Almost immediately a group of men in Belize Town said the best solution was to evacuate the Settlement and go to the Mosquito Shore. Another group said the best solution was to prepare for war and defend Belize.

The debate came to a head on June 1st 1797 at the largest Public Meeting ever held in the Settlement up to that time.

Did you ever hear of William Flowers, Caesar Flowers, Joseph Toney, Adam Flowers, William Scott, William Pinder, George Grant, James Hercules, William Crofts, David Dawson, John Dawson or Joseph Smith?

Probably not, but you should have heard of them.

These twelve men were the first Black Heroes of Belize to have their names recorded in the Public Records of the Settlement. (See Public Meetings, June 1, 1797 in the Belize Archives, Belmopan.)

On that day, these dozen Black men, together with two White men, George Raybon and Thomas Robertson, voted down a resolution to Evacuate the Settlement before the Spanish Army came to invade. (They cast the last 14 votes at the Public Meeting in Belize Town.)

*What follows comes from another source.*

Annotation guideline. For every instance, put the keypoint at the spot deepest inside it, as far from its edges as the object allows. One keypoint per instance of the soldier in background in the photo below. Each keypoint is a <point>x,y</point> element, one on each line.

The vote that day against Evacuation, (65 to 51 with 11 abstentions), set the stage for the Battle of St. George's Caye the following year. Had the vote gone the other way the Settlement would have abandoned and lost forever to Spain and then Mexico or Guatemala. (They found out, after the Battle, that the Spanish had an Occupation Army waiting in Bacalar, just across the border in Mexico, to march on Belize as soon as the invasion was successful.)

The argument over Evacuation had been going on for almost a year. One group, led by Colonel James Pitt Lawrie and others, wanted to leave Belize and move to the Mosquito Shore, as the Baymen had always done in the past when the Spanish invaded.

A second group, led by Thomas Paslow and Marshall Bennett, was determined to stay and defend Belize.